Historias de Patagonia: Poetas de un siglo atrás

La ciudad se despereza luego una noche helada, fría, tan fría como la muerte de uno de los periodistas y poetas que han arribado a este lugar hace pocos años. En busca dijo, de paz interior.

Escrito en HISTORIAS DE LA PATAGONIA el

* Mario Novack

“Como se llamaba dijo…? pregunta el juez Ismael Viñas algo alterado esa noche del  jueves 24 de junio de 1920. “Ernesto Turini era su nombre” responde casi a desgano el comisario Nicolía Jameson, que profesa escasa simpatía por el letrado, a quien los sectores del poder califican como “cómplice” de las revueltas sindicales, que ya comienzan a anunciarse.

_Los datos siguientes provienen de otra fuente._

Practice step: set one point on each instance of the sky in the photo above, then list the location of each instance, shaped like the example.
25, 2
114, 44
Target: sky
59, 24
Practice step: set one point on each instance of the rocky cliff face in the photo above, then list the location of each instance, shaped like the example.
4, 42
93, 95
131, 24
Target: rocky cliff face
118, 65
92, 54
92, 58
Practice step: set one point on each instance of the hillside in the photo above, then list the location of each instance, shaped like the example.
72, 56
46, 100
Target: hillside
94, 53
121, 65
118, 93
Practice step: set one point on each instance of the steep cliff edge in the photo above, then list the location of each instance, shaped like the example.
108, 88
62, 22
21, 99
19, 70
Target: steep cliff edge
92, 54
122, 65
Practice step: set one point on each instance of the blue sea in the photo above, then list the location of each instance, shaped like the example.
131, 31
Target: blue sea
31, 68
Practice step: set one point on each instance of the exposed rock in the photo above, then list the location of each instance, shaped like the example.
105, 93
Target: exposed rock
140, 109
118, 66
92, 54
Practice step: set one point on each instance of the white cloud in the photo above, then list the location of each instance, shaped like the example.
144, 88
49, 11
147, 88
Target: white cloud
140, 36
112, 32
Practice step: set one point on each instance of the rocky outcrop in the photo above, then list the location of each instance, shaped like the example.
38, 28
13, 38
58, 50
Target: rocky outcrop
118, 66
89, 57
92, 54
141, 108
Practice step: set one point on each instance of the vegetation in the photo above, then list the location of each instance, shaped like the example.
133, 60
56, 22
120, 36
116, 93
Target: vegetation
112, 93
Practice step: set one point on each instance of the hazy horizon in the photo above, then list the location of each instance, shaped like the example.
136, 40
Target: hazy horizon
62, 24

“Porteño…? Vuelve a consultar el juez, mientras va armando el rompecabezas del deceso del periodista, escritor y poeta, afincado en Río Gallegos desde casi tres años. “Uruguayo de nacimiento señor”, sigue ampliando el comisario, que tiene fama de “duro” y “garroteador”.

Era corresponsal del diario “La Nación” y además responsable del suplemento literario que editaba el diario “La Unión”, de fuerte línea conservadora y considerado como el “decano” del periodismo santacruceño.

Ciudad pedregosa, barrida por el viento. Refugio de los desesperados como ilustrara el cónsul chileno en la ciudad don Juan Guzmán Cruchaga, paradójicamente otro de los hombres de letras destacados que habitaban la pequeña población.

“Comisario dejemos esto pendiente hasta mañana, en que se conocerá el resultado del deceso del pobre Turini y descasemos lo más tranquilos que podamos”, ordena el Dr. Viñas.

Al día siguiente el letrado se desplaza hacia la sede del Consulado chileno en Río Gallegos con la firme intención de hablar con Guzmán Cruchaga, de literatura y también política.

Río Gallegos es en ese entonces un pueblito de apenas 2.912 habitantes, con más necesidades que cualquier otra capital. El juez Viñas camina cuidando no terminar con su humanidad en medio de la escarcha que adorna el poblado.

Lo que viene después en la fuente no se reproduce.